The Spanish police had blocked the street, redirected traffic and were now taking a break to smoke and tell jokes.

It was the first Sunday of Primavera.  A gentle sun smiled on the street market below where women with wicker baskets passed sellers giving a thousand reasons why their produce was worth the money. By the time I arrived, their persuasive calls had reached a pitch that would crack glass at 100 metres.

“Senorita, here, two for the price of one.”  I shook my head, smiled politely not wanting to offend and moved to the next stall.

“Hey lady! How ‘bout some strawberries – they’re very sweet, very cheap.”

I could see dew still glistening on their plump red bodies and found them hard to pass up so I made my first purchase and, with a punnet in my basket, moved on.

The market was like a Carmen Miranda costume with colours so loud they hurt my eyes.  Carts, barrows and makeshift tables stood in rows with hardly a foot between them.  The sticky scent of pineapples rolled into the citrus smell of lemons which rolled on to the ground as you passed. Grubby-faced children in hand-me-downs played tag between the stalls and more often than not squeals of laughter gave way to tears as a heavy hand swiped their scalps in punishment for a multitude of sins.

There were the regulars such as the apple man, who insisted his name was Adam, and the potato seller who told you of his nine children and how they would go hungry if you passed without buying.  But most of the sellers came only once or twice a season, preferring to move between the region’s various markets.

I weaved my way through the rows of stalls and around the clusters of women battling with sellers.  Here, push usually came to shove as the women jostled for position using their baskets like deadly weapons.
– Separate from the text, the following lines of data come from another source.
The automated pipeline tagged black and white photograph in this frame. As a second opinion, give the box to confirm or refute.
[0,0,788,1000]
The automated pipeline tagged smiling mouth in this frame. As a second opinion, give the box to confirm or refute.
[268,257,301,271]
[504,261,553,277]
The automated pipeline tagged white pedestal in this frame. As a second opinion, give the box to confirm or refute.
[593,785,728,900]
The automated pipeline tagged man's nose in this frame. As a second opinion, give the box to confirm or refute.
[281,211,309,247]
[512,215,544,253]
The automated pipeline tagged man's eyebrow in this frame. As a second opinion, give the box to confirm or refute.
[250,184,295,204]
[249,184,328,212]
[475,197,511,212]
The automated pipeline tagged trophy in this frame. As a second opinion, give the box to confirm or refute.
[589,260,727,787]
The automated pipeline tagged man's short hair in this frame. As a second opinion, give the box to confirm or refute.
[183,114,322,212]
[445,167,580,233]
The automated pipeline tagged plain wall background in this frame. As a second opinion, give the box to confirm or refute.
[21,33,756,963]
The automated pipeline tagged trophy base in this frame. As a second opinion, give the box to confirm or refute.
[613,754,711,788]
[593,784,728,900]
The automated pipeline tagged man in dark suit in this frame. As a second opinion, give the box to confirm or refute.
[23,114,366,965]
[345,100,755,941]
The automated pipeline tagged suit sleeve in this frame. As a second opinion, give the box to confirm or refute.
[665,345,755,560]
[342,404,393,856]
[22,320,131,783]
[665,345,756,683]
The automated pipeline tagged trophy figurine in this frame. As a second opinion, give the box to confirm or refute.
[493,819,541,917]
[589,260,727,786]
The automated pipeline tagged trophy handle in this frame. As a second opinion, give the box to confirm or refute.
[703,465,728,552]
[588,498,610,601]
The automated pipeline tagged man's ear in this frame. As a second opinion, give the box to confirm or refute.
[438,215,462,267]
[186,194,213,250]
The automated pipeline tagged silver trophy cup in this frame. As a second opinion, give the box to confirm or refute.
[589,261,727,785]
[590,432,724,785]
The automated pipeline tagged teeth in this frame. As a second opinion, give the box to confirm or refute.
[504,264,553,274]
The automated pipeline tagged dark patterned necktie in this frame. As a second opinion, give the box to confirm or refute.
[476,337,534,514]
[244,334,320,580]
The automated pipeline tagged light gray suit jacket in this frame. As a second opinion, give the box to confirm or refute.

But the market was a happy place where all the haggling over price and quality was conducted with lavish servings of humour and where gossip was traded in huddled whispers.

Reaching one of the last rows, my nostrils flared at the strong scent of citrus mixed with sugar.  It travelled up my nose, trickled into my throat, triggering a flood of saliva.  My tongue slid over dry lips.

The man selling oranges wasn’t hard to find.  His fruit was like a beacon amid a sea of green vegetables.

Unlike other sellers, the old man sat quietly on a crate by his barrow, his grey and brown tweed cap pulled slightly forward – shielding his eyes from the afternoon sun.

As I approached, he took a snow-white handkerchief from the top pocket of his woollen jacket, lifted his cap and wiped it across his hairless head.  The day was not particularly hot so this was probably done more out of habit than necessity. The face I saw was tanned like the earth he tended, but not harsh, and a patchwork of deep lines criss-crossed around a large nose that rose like a rugged mountain from the landscape of his cheeks.  His generous mouth showed remnants of what had once been a beautiful pout but it was his rusty brown eyes that were his true feature – they were large and round with a glint of wisdom.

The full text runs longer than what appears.